The people's voice of reason

Saturday was the one year anniversary of Supreme Court decision rejecting Alabama's congressional districts

Saturday, marked the one-year anniversary of the U.S. Supreme Court's decision in Allen v. Milligan, which sent Alabama's congressional districts back to the courts for review.

Supporters of the decision claim that the court reinforced Section 2 of the Voting Rights Act. Opponents argue that it is simply gerrymandering based on arbitrary racial breakdowns.

As a result, however Alabama, Louisiana, and Georgia have been forced to draw new congressional representative maps with additional Black opportunity districts going into the 2024 election. The National Redistricting Foundation (NRF), the 501(c)(3) affiliate of the National Democratic Redistricting Committee (NDRC), initiated this case from the beginning in support of the Caster plaintiffs. The Caster case was consolidated with a similar case brought by another group of plaintiffs, the Milligan plaintiffs, and the NRF continued to direct the legal strategy and financially support the Caster plaintiff group as the case went before the U.S. Supreme Court. Democrats are hopeful that this court interference in the state's redistricting will help them take back control of the United States House of Representatives.

"Allen v.
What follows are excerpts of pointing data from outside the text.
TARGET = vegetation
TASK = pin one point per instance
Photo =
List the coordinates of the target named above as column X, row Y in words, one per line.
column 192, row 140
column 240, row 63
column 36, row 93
Milligan has brought more representative electoral maps to states once thought to be unreachable in the fight for equal representation, including Alabama, Georgia, and Louisiana. This incredible progress is worthy of celebration-all the more so because it did not come easily," said Eric H. Holder, Jr., the 82nd Attorney General of the United States. "From defying federal court orders to attempting to use litigation as a vehicle to roll back voting protections for citizens, the resistance to the enforcement of Allen v. Milligan over the past year mirrored the sordid history of the Jim Crow era. That continued, concerted effort to achieve unearned, illegitimate power at the expense of communities of color demonstrates that our country remains too far from the Promised Land envisioned by those who sacrificed their lives for civil and voting rights."

"As we reflect on this landmark decision, we must not only recognize progress, but we must also resolve to do more in the struggle for justice and equality," said Holder. "True equity can only be achieved when the bedrock of our democracy is secure and the fundamental rights of all American citizens are protected and upheld-not through delusory notions of a self-identified race-blindness. In order to make that vision a reality, we must preserve the legal projections for every citizen's right to vote and that starts with renewing efforts to reinstate and reinvigorate the Voting Rights Act of 1965-in its entirety."

The Alabama State Legislature refused to comply fully with the court's order and presented a plan that had little chance of being adopted by the court. That plan was rejected by the three judge panel in Atlanta and a court appointed special master prepared the district plan that the state is using for the 2024 election.

The special master combined Congressmen Barry Moore (R-AL02) and Jerry Carl (R-AL01) into the same district. Moore has since defeated Carl in the Republican primary. With no incumbent running in the new radically redrawn Congressional District 2 there was a battle royal for that seat with as many as 21 candidates running for the major party nominations there. Shomari Figures won the Democratic nomination while Caroleene Dobson won the Republican nomination. The two of them will face off in the November 5 ballot.

The new CD2 is 52% Democrat to 48% Republican; while the new CD1 is about 85% Republican and now one of the most conservative districts in the country.

The state has appealed the lower court's decision to the Supreme Court and is hoping for some relief from the court. That decision could come at any time.